Pick three of your favorite books on one of your favorite subjects. At least one of the books should have more than one author. For each book, include the title, authors, and two or three other attributes that you find interesting. Take the information that you’ve selected about these three books, and separately create three files which store the book’s information in HTML (using an html table), XML, and JSON formats (e.g. “books.html”, “books.xml”, and “books.json”). To help you better understand the different file structures, I’d prefer that you create each of these files “by hand” unless you’re already very comfortable with the file formats. Write R code, using your packages of choice, to load the information from each of the three sources into separate R data frames. Are the three data frames identical?

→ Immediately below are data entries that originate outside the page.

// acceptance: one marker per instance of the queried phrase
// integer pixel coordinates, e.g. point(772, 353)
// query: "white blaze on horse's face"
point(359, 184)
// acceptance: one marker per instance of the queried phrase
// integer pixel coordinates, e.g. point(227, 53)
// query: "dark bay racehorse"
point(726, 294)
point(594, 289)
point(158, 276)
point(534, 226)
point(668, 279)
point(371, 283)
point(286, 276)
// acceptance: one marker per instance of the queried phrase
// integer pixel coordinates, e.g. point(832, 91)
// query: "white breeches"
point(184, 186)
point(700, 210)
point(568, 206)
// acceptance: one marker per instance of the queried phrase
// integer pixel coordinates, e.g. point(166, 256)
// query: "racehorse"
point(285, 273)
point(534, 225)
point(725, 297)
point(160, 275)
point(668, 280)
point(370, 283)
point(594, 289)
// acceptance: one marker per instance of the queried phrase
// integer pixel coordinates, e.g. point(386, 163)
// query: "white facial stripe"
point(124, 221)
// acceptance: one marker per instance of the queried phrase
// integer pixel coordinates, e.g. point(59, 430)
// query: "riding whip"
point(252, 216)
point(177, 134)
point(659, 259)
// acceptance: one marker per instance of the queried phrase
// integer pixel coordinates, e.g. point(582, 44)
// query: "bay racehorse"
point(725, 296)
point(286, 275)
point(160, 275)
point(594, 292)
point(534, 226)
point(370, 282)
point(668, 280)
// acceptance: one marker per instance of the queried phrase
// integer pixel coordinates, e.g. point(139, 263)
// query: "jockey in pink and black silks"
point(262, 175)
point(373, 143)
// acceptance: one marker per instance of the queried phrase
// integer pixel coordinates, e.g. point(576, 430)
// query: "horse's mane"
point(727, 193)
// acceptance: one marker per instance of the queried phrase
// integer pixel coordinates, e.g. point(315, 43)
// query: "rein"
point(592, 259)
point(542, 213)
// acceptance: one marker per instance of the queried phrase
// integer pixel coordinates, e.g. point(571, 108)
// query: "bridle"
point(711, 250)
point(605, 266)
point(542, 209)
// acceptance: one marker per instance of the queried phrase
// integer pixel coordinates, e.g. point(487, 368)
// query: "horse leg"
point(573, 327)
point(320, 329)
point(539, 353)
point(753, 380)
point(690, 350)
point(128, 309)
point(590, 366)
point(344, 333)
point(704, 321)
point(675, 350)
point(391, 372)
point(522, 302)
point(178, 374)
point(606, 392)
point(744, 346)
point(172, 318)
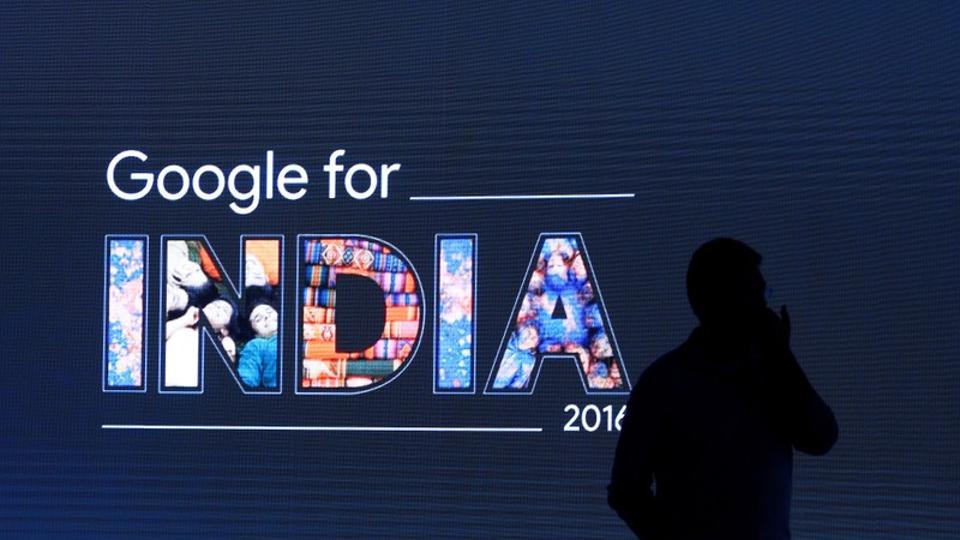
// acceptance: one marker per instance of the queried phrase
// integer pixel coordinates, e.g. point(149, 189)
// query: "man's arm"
point(629, 492)
point(810, 424)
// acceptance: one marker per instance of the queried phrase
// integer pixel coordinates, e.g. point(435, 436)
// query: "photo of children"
point(245, 330)
point(559, 315)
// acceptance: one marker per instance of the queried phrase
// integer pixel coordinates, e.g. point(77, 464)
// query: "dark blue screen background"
point(825, 137)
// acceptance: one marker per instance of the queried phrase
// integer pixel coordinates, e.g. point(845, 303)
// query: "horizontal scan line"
point(468, 429)
point(436, 198)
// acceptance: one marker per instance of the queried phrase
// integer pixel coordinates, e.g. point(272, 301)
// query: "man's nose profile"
point(706, 449)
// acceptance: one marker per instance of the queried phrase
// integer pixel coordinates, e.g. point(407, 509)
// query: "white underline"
point(523, 197)
point(322, 428)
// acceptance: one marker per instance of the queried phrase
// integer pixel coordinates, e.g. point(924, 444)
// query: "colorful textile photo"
point(323, 366)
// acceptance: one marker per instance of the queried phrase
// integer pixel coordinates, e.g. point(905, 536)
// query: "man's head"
point(725, 287)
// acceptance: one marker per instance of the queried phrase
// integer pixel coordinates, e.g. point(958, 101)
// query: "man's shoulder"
point(668, 364)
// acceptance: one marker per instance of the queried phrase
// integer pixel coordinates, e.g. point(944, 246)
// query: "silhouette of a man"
point(706, 449)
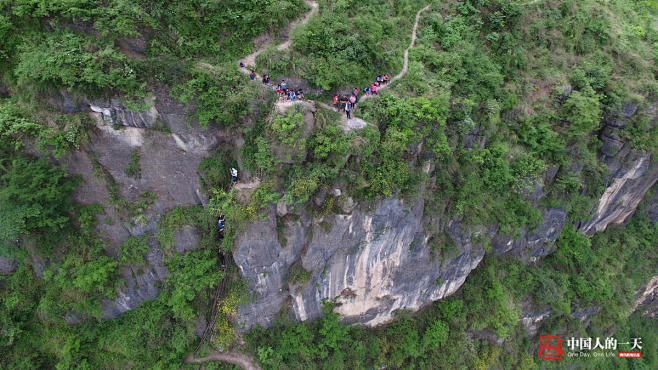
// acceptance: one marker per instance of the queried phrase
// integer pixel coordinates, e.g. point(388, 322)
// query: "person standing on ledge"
point(234, 174)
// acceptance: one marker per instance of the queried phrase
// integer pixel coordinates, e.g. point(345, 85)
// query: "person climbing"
point(220, 226)
point(234, 174)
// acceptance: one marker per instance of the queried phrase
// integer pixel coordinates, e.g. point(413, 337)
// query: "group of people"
point(281, 89)
point(348, 104)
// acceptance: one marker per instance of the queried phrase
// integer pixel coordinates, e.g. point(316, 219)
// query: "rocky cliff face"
point(170, 150)
point(370, 262)
point(631, 172)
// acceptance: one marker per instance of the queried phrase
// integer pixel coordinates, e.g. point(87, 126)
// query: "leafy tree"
point(34, 195)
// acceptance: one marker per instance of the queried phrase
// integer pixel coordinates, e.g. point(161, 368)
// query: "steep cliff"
point(373, 260)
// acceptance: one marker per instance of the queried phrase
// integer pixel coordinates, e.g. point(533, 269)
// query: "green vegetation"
point(502, 113)
point(446, 334)
point(134, 249)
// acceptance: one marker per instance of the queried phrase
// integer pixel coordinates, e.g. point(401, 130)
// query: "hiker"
point(220, 225)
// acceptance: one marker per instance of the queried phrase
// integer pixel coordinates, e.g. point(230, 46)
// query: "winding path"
point(355, 123)
point(242, 360)
point(250, 60)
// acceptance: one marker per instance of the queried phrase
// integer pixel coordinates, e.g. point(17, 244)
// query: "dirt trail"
point(244, 361)
point(405, 66)
point(250, 60)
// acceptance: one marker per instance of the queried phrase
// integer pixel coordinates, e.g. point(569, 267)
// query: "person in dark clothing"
point(220, 226)
point(234, 174)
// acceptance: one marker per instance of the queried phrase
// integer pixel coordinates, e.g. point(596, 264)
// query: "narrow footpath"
point(242, 360)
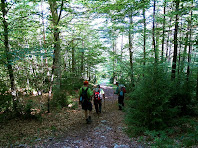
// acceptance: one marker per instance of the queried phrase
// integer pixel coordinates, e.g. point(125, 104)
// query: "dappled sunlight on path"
point(106, 130)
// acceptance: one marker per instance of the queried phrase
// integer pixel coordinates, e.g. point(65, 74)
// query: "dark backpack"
point(84, 95)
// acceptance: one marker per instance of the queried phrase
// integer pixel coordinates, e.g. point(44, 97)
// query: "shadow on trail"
point(106, 130)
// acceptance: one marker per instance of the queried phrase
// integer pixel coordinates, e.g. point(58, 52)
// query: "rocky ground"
point(106, 131)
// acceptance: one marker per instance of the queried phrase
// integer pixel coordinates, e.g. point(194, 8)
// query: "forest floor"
point(69, 129)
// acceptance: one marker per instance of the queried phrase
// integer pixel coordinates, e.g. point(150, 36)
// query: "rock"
point(39, 139)
point(21, 146)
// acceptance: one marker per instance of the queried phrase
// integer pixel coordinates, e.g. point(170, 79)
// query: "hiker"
point(120, 90)
point(98, 96)
point(85, 95)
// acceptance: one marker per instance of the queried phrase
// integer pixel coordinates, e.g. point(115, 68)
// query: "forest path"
point(105, 131)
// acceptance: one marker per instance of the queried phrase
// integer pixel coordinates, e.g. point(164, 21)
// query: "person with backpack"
point(98, 96)
point(85, 95)
point(120, 91)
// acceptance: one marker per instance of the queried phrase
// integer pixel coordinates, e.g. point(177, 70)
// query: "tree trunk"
point(56, 69)
point(197, 85)
point(131, 47)
point(175, 41)
point(6, 44)
point(190, 46)
point(163, 33)
point(82, 58)
point(73, 57)
point(144, 46)
point(153, 32)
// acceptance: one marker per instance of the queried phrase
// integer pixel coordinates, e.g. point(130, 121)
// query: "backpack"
point(84, 95)
point(97, 96)
point(122, 90)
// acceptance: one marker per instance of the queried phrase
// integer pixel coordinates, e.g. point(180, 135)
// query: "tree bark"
point(144, 46)
point(6, 44)
point(190, 46)
point(131, 47)
point(56, 69)
point(175, 41)
point(73, 57)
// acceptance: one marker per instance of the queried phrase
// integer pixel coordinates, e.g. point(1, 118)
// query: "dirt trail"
point(106, 130)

html_source<-readHTMLTable(getURL("https://raw.githubusercontent.com/georg4re/DS607/master/data/books.html"))
html_source<-lapply(html_source[[1]], function(x) {unlist(x)})
html_data<-as.data.frame(html_source)
head(html_data)
## Title Author Country
## 1 The Fellowship of the Ring J.R.R. Tolkien United Kingdom
## 2 The Hitchhiker's Guide to the Galaxy Douglas Adams United Kingdom
## 3 Watchmen Allan Moore, Dave Gibbons USA
## Genre Publisher Publication.Date
## 1 Fantasy, Adventure Allen & Unwin 07/29/1954
## 2 Comic Science Fiction Pan Books 10/12/1979
## 3 Comic Book, Science Fiction DC Comics 09/01/1986
xml_source<-xmlInternalTreeParse(getURL("https://raw.githubusercontent.com/georg4re/DS607/master/data/books.xml"))

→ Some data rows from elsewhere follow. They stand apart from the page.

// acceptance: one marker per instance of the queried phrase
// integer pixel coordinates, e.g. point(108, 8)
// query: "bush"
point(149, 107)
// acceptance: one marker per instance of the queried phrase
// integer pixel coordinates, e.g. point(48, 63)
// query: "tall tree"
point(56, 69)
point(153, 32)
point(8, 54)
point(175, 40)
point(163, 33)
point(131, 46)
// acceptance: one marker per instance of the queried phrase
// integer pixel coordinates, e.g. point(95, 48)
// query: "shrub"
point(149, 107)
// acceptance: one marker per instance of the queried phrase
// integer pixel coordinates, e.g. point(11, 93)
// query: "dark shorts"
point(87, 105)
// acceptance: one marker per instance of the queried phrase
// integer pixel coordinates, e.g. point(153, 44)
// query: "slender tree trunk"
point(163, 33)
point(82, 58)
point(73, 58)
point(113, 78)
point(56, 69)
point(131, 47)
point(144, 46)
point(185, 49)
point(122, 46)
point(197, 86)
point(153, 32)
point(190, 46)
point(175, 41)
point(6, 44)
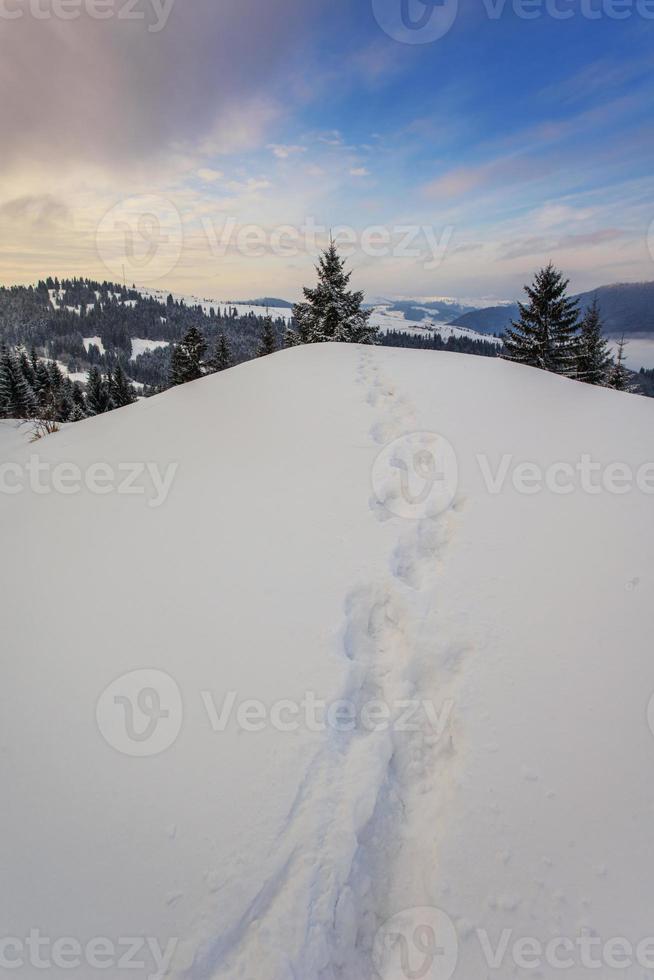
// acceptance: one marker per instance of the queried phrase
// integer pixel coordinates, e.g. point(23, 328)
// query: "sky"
point(210, 146)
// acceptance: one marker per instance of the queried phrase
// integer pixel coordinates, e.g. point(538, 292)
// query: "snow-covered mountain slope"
point(385, 317)
point(488, 772)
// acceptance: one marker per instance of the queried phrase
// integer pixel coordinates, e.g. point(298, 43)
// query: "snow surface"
point(273, 569)
point(207, 304)
point(388, 319)
point(639, 352)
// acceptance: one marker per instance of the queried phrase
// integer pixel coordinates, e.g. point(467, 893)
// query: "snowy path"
point(295, 556)
point(354, 840)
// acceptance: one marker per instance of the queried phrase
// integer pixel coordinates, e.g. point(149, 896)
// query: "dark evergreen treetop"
point(546, 334)
point(331, 312)
point(186, 363)
point(593, 358)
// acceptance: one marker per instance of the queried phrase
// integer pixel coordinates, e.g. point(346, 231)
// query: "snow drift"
point(298, 716)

xml_source<-xmlSApply(xmlRoot(xml_source), function(x) xmlSApply(x, xmlValue))
#Need to flip the rows and columns
xml_source <- t(xml_source)
xml_data<-data.frame(xml_source, row.names = NULL)
head(xml_data)
## title author country
## 1 The Fellowship of the Ring J.R.R. Tolkien United Kingdom
## 2 The Hitchhiker's Guide to the Galaxy Douglas Adams United Kingdom
## 3 Watchmen Allan Moore, Dave Gibbons USA
## genre publisher publication_date
## 1 Fantasy, Adventure Allen & Unwin 07/29/1954
## 2 Comic Science Fiction Pan Books 10/12/1979
## 3 Comic Book, Science Fiction DC Comics 09/01/1986
json_source <- fromJSON(file = "https://raw.githubusercontent.com/georg4re/DS607/master/data/books.json")
json_source <- lapply(json_source, function(x) {
unlist(x)
})
json_data <- as.data.frame((do.call("rbind", json_source)))
head(json_data)
## title author country
## 1 The Fellowship of the Ring J.R.R. Tolkien United Kingdom
## 2 The Hitchhiker's Guide to the Galaxy Douglas Adams United Kingdom
## 3 Watchmen Allan Moore, Dave Gibbons USA
## genre publisher publication_date
## 1 Fantasy, Adventure Allen & Unwin 07/29/1954
## 2 Comic Science Fiction Pan Books 10/12/1979
## 3 Comic Book, Science Fiction DC Comics 09/01/1986
comparedf(json_data, xml_data)
## Compare Object
##
## Function Call:
## comparedf(x = json_data, y = xml_data)
##
## Shared: 6 non-by variables and 3 observations.
## Not shared: 0 variables and 0 observations.
##
## Differences found in 0/6 variables compared.
## 0 variables compared have non-identical attributes.
When comparing the dataframes, we see the variable names and values are the same between JSON and XML, Due to the way we named them
HTML variable names are different because we used case titles for the columns
comparedf(html_data, json_data)
## Compare Object
##
## Function Call:
## comparedf(x = html_data, y = json_data)
##
## Shared: 0 non-by variables and 3 observations.
## Not shared: 12 variables and 0 observations.
##
## Differences found in 0/0 variables compared.
## 0 variables compared have non-identical attributes.